Morrissey begins his Autobiography with a strongly Joycean evocation of post-war Manchester. Hook wanders the same streets. Both form bands as influential for such as Fredrick or Gavin’s post-hippie cohorts, arguably, as the Beatles or the Stones for West. Then, the allure of Jesus, Marx, or Stalin diminishes, even if the blowback to Aslan’s book betrays the refusal of some true believers to accept as gospel truth the gospel’s truths via scholarship. Powers’ letters, Cox’s study, and Black’s story share an Irish tension as concepts filter in from the wider world to challenge cohesion and resist coercion, when reform and radicalism seep in to weaken theological verities. Against ideology, Klíma, Pynchon, or Lundborg who welcomed the ’60s and liberating sounds attest to the control exerted by popular culture pitted against political convention. Yet, Saunders warns of the subversive backlash which newer forms of technology and surveillance possess, able to spur us into submission.

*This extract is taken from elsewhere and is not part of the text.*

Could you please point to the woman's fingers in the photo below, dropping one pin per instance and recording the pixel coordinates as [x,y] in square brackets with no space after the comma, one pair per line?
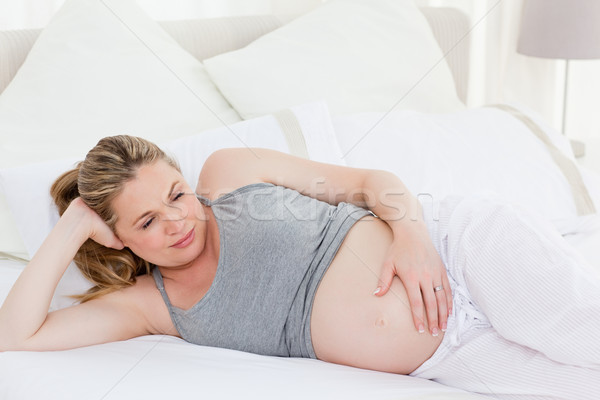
[416,305]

Collating this list of books, fiction and otherwise, and some in-between, connections form. We all search for escape, and while music, drugs, radicalism, or fame may ease the monotony, the protagonists of so many of these tales find themselves at the end of their narratives still constrained. Echoing Pascal’s complaint that “all men’s miseries derive from not being able to sit in a quiet room alone”, let Morrissey in this nod to revelation by reading conclude this 2013 culling. “Finally aware of ourselves as forever being in opposition, the solution to all things is the goodness of privacy in a warm room with books.”

Restless as many of these characters prove, lots of them wind up reading.